A narrativa acompanha Dafne (Carolina Raspanti), uma mulher com Down, o que, entretanto, não a impede de ser independente e determinada. Ela perde a mãe inesperadamente e precisa lidar com a vida a partir disso. O roteiro é eficaz em abordar a forte ligação entre mãe e filha e o distanciamento que a última tem do pai. Nesta frágil situação, ambos precisam aprender a se comunicar um com o outro e passar pelo estágio de luto. Para isso, a obra se divide em superação do luto e uma Road trip que funcionam para evidenciar a jornada de autoconhecimento deles e o aprofundamento de sua relação.

O respeito de Bondi por sua musa

A maneira como Bondi apresenta Dafne é respeitosa e carregada de parceria e estima de colegas de trabalho. Em nenhum momento a condição genética da personagem torna-se o centro da trama, pelo contrário, o espectador está diante de uma protagonista que segura o filme.

As escolhas de direção e fotografia evidenciam a confiança e parceria do diretor e Raspanti. A câmera está sempre acompanhando a atriz e lhe oferece liberdade para incluir diálogos e gestos que oferecem um tom mais orgânico a sua atuação. Dessa forma, Dafne se mostra uma mulher livre, espontânea e sarcástica.

Superação Vs. embate

Em contraponto à personagem principal, está Luigi, seu pai (Antônio Piovanelli). A primeira parte da projeção deixa nítido o quanto a personalidade de pai e filha são opostas e como isso dificulta a relação deles. Dafne possui um temperamento forte e destila comentários sinceros e sagazes as pessoas ao seu redor, e, quem sofre mais a retaliação dela é o pai. O comportamento depressivo e relapso que este assume durante a fase de luto a incomoda e, mais uma vez, a direção é precisa em evitar sentimentalismo e um tom piegas.
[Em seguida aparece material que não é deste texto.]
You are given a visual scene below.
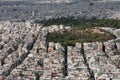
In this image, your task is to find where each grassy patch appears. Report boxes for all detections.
[47,28,116,46]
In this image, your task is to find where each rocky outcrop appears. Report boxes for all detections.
[100,27,120,38]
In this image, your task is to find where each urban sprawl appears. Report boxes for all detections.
[0,0,120,80]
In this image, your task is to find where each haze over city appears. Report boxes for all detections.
[0,0,119,80]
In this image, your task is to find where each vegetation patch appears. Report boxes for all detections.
[47,28,116,46]
[35,17,120,28]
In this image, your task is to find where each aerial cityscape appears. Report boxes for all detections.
[0,0,120,80]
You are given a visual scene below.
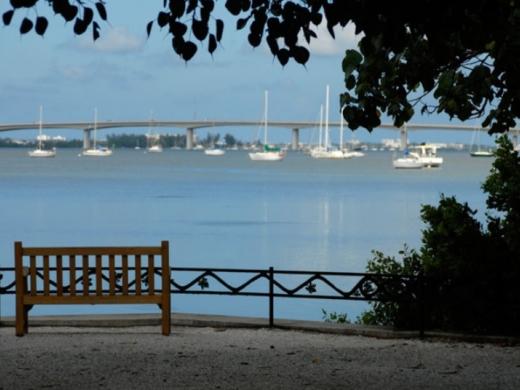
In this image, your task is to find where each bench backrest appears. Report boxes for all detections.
[15,241,170,301]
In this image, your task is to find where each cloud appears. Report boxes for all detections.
[299,21,363,56]
[77,27,145,53]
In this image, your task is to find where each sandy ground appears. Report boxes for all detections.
[1,326,520,389]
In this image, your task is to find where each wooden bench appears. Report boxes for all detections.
[15,240,171,336]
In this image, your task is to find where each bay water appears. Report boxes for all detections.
[0,148,493,321]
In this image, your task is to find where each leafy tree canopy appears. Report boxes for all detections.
[3,1,520,133]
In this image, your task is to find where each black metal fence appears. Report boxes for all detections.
[0,266,422,333]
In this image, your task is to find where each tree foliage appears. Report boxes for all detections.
[363,136,520,334]
[3,1,520,133]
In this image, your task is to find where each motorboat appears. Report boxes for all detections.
[28,106,56,158]
[204,148,225,156]
[393,151,423,169]
[82,147,113,157]
[410,144,443,167]
[249,91,285,161]
[310,148,347,159]
[82,108,112,157]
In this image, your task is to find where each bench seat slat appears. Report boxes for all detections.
[56,255,63,296]
[30,256,37,296]
[43,256,50,296]
[69,255,76,296]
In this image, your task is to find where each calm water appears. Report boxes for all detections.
[0,148,493,320]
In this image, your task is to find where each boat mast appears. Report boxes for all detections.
[339,106,344,151]
[38,105,43,150]
[318,105,323,149]
[93,108,98,149]
[325,84,329,150]
[264,90,268,146]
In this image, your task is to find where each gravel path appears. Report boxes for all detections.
[1,326,519,389]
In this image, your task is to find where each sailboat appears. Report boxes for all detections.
[146,115,163,153]
[82,108,112,157]
[340,106,364,158]
[28,106,56,158]
[248,91,285,161]
[146,134,163,153]
[310,85,347,159]
[470,126,493,157]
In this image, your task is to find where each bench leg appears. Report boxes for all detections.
[15,304,25,337]
[159,302,171,336]
[23,306,30,334]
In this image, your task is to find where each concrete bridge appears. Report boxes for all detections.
[0,119,518,150]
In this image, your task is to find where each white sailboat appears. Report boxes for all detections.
[146,116,163,153]
[470,126,493,157]
[82,108,112,157]
[310,85,350,159]
[28,106,56,158]
[146,136,163,153]
[204,147,225,156]
[249,91,285,161]
[340,107,364,158]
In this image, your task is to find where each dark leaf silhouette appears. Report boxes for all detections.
[201,0,215,12]
[83,7,94,26]
[92,21,100,41]
[171,36,185,55]
[73,18,88,35]
[248,32,261,47]
[292,46,309,65]
[236,17,248,30]
[157,11,169,28]
[2,10,14,26]
[225,0,242,16]
[95,2,107,21]
[187,0,197,13]
[19,17,33,34]
[61,5,79,22]
[11,0,37,7]
[215,19,224,41]
[170,21,187,37]
[146,21,153,37]
[169,0,185,18]
[182,40,198,61]
[192,19,209,41]
[266,35,279,55]
[277,48,289,66]
[208,33,217,54]
[35,16,48,36]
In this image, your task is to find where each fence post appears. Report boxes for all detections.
[419,272,425,338]
[269,267,274,328]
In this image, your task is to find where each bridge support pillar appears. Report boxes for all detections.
[291,128,300,150]
[186,128,194,150]
[400,125,408,151]
[83,129,92,150]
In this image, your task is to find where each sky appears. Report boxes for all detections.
[0,0,496,145]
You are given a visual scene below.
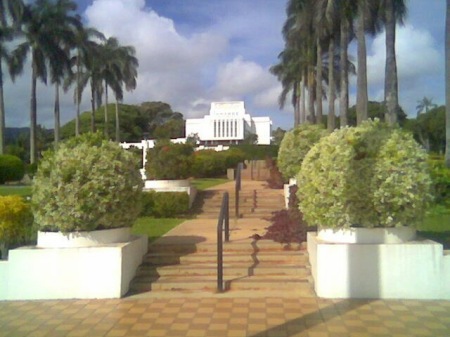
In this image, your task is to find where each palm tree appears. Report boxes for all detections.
[446,0,450,167]
[13,0,76,163]
[113,44,138,142]
[383,0,407,126]
[416,96,438,117]
[0,0,24,155]
[47,0,81,146]
[68,26,104,136]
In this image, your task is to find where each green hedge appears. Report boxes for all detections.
[141,191,189,217]
[145,141,194,180]
[230,144,279,160]
[0,155,25,184]
[428,156,450,207]
[191,148,246,178]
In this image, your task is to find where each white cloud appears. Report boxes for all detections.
[367,24,442,87]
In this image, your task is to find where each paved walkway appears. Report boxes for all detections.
[1,181,450,337]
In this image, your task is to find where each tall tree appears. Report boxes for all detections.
[69,26,104,137]
[47,0,81,146]
[13,0,76,163]
[416,96,438,117]
[446,0,450,167]
[355,2,369,125]
[0,0,24,155]
[383,0,406,126]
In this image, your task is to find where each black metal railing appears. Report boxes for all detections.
[217,192,229,292]
[235,163,243,219]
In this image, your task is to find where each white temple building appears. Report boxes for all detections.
[185,101,272,145]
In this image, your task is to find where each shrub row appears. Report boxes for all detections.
[428,156,450,207]
[141,191,189,217]
[145,142,246,179]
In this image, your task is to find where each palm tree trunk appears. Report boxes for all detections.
[115,99,120,142]
[30,62,37,164]
[294,82,300,126]
[446,0,450,167]
[384,0,399,126]
[54,84,60,146]
[340,17,349,127]
[104,81,108,138]
[90,80,96,133]
[327,36,336,132]
[307,67,315,124]
[75,60,81,137]
[316,40,323,125]
[0,61,5,155]
[300,73,306,124]
[356,8,368,125]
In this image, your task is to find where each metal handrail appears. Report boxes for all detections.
[217,192,229,292]
[235,163,242,219]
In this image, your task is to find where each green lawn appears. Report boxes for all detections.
[191,178,229,191]
[132,217,184,243]
[0,185,32,197]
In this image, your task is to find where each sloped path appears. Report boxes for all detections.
[128,180,315,298]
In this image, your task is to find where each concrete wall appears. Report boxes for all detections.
[307,232,450,300]
[0,235,147,300]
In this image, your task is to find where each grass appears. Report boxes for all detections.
[132,217,184,243]
[191,178,229,191]
[417,205,450,249]
[0,185,32,197]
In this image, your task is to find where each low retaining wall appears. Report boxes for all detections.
[0,235,148,300]
[307,232,450,299]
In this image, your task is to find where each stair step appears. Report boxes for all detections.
[136,264,310,277]
[130,276,314,293]
[143,252,309,265]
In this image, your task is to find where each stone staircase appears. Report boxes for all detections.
[127,181,315,297]
[195,183,285,219]
[129,240,315,297]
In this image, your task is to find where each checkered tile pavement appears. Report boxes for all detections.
[1,297,449,337]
Para essa construção, a fotografia de Piero Bassi é essencial. Ele capta os personagens de costas, distantes em planos abertos e utiliza, também, as molduras dos cômodos da casa para transpassar a sensação de estarem enclausurados dentro de caixas, conforme o discorrer da narrativa. Essa ambientação alimenta a percepção de que Luigi e Dafne lidam com a perda como se fossem combatentes, nunca vítimas. E o mais interessante é que, diante do luto e da ausência de alguém tão amado, quem se torna o esteio familiar é Dafne. Ela se mostra mais independente, forte e necessária ao pai do que ele a ela.
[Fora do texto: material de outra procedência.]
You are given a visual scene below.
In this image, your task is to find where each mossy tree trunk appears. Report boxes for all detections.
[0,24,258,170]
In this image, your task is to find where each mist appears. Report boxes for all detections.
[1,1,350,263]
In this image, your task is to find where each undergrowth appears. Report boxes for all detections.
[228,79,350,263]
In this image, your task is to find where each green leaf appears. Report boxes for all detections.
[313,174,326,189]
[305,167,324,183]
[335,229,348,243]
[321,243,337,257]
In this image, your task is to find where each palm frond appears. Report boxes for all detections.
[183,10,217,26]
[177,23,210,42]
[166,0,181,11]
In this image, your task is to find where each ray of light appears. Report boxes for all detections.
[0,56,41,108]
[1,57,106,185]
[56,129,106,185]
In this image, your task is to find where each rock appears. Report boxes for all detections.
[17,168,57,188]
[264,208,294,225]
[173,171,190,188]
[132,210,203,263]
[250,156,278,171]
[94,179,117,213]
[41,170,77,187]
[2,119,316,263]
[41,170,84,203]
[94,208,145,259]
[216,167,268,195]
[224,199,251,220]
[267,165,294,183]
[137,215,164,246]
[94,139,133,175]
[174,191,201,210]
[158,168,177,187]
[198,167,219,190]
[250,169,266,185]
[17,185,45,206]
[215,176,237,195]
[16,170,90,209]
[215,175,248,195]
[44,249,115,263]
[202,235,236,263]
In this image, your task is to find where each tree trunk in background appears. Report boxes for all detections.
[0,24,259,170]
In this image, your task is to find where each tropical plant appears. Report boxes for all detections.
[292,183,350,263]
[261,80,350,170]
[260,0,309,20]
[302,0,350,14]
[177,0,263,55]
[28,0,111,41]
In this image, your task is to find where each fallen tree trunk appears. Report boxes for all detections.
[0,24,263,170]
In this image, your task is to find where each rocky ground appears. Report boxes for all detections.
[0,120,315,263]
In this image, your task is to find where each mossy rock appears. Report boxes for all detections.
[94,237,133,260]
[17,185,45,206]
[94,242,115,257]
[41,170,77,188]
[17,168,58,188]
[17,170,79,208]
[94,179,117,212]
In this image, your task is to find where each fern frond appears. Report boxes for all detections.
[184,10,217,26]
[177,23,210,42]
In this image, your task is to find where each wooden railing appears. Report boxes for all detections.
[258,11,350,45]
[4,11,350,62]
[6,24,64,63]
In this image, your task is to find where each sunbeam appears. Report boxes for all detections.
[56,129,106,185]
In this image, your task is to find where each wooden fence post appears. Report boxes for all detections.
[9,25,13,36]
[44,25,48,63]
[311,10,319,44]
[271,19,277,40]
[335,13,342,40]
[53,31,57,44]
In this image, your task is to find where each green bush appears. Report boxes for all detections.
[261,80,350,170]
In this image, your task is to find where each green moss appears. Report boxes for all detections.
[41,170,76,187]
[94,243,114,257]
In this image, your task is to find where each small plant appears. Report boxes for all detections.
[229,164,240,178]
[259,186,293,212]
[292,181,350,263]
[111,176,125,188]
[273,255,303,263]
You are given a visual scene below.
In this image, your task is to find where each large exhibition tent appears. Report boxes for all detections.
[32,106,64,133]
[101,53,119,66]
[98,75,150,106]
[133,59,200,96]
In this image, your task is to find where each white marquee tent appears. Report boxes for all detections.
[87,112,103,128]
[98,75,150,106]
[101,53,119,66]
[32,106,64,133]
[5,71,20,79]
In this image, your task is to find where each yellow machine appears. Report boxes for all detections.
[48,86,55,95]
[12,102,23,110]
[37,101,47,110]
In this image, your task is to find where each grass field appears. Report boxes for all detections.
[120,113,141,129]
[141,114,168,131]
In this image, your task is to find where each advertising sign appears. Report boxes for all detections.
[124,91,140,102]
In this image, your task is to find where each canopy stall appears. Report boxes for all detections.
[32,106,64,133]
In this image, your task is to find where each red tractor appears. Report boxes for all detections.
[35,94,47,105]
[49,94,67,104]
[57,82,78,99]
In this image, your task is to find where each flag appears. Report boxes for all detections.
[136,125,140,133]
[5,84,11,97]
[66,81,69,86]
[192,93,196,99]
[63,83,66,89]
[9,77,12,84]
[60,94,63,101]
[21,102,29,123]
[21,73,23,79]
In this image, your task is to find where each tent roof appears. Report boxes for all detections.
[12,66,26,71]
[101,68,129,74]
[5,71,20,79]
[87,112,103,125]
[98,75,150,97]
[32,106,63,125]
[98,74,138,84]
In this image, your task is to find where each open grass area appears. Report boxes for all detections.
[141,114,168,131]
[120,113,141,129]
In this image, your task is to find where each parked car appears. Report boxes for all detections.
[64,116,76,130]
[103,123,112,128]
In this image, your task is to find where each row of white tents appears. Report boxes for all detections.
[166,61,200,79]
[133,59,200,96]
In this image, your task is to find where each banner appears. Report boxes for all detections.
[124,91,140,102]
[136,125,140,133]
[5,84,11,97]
Trocas, Parcerias e Química

Há muita química entre Raspanti e Piovanelli e parte dela está baseada no entendimento de seus personagens e na troca que estes realizam em cena. O ator acerta em colocar, por meio do silêncio e de pequenas expressões, o temor que o pai tem de se aproximar da filha, ao mesmo tempo em que almeja construir uma boa relação e participar da vida dela. Enquanto isso, Raspanti demonstra despojamento e equilíbrio ao apresentar uma personagem que se vê dividida entre seguir sozinha ou ser a fortaleza de seu velho pai. Ambos atuam de forma gentil e enérgica. Conferindo o tom que o projeto de Bondi precisava.

“Dafne” é um filme sensível que mostra muito mais que uma jornada de superação. Para a narrativa, o mais importante é o afeto e a proximidade com as pessoas, um verdadeiro drama familiar que se ancora nos laços construídos e na sensação de pertencer a alguém. Tudo isso de forma singela, encantadora e emocionante.